U rodziców na strychu jest stary drewniany kredens. Mam z nim bardzo dobre wspomnienia, bo moja babcia trzymała tam różne smakołyki i ciekawostki. Zaczęliśmy szukać więc takiego kredensu, który nadawałby się do sklepu, gdyż ten nasz nie spełniałby swojej funkcji - jest pokojowy. Z racji tego, że miałam już zamysł uruchomienia małej gastronomii w sklepie, to wiedziałam, że musimy szukać takiego typowo kuchennego. 
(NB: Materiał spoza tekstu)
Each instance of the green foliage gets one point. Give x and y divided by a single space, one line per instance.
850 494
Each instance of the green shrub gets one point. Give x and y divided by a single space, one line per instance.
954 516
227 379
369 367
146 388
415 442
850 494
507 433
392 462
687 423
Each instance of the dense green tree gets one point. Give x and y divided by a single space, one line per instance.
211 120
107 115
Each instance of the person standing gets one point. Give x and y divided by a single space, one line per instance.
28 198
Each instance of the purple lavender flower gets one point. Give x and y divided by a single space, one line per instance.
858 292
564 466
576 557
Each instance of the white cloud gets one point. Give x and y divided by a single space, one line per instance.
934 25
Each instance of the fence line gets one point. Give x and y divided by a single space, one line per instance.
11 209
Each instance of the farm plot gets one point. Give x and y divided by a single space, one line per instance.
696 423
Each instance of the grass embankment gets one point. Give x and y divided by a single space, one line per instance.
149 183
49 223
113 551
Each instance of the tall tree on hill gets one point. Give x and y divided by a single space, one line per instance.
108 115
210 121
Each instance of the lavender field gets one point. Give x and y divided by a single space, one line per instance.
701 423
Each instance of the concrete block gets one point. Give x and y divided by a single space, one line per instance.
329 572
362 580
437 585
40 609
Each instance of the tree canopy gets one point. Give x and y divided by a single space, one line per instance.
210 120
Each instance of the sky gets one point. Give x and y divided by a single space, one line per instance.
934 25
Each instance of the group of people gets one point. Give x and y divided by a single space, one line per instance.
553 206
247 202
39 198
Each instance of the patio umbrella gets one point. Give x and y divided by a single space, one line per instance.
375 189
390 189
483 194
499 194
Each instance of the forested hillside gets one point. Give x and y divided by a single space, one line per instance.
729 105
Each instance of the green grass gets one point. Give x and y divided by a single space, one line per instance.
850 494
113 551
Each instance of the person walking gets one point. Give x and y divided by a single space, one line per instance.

Pewnego razu spotkałam znajomą, która przez jakiś czas mieszkała w Warszawie, ale postanowiła wrócić do Łaskarzewa i szukała pracy. Zaproponowałam więc jej etat u mnie na kuchni, w drugim sklepie, który miałam akurat otwierać. Przy okazji wspomniałam o moim pomyśle z kredensem, a ona zrobiła wielkie oczy i mówi do mnie: “Słuchaj, moja mama będzie szczęśliwa, bo właśnie robi remont u babci i ma do wyrzucenia właśnie taki stary kredens". Mąż pojechał, zobaczył, wziął, odnowił, i kredens jest ozdobą naszego sklepu. 

Czy klienci pytają o jego historię?

Pewnie, choć nie jest tak do końca widoczny, bo stoi trochę za półkami. Nawet jeden z klientów zaproponował, aby ustawić go przy drzwiach, żeby był lepiej wyeksponowany. Doszliśmy jednak do wniosku, że tam mógłby się szybko zniszczyć - poobijać drzwiami, złapać wilgoć z dworu itd. Byłoby go trochę szkoda, choć i tak pewnie za parę lat trzeba go będzie znowu odnowić. 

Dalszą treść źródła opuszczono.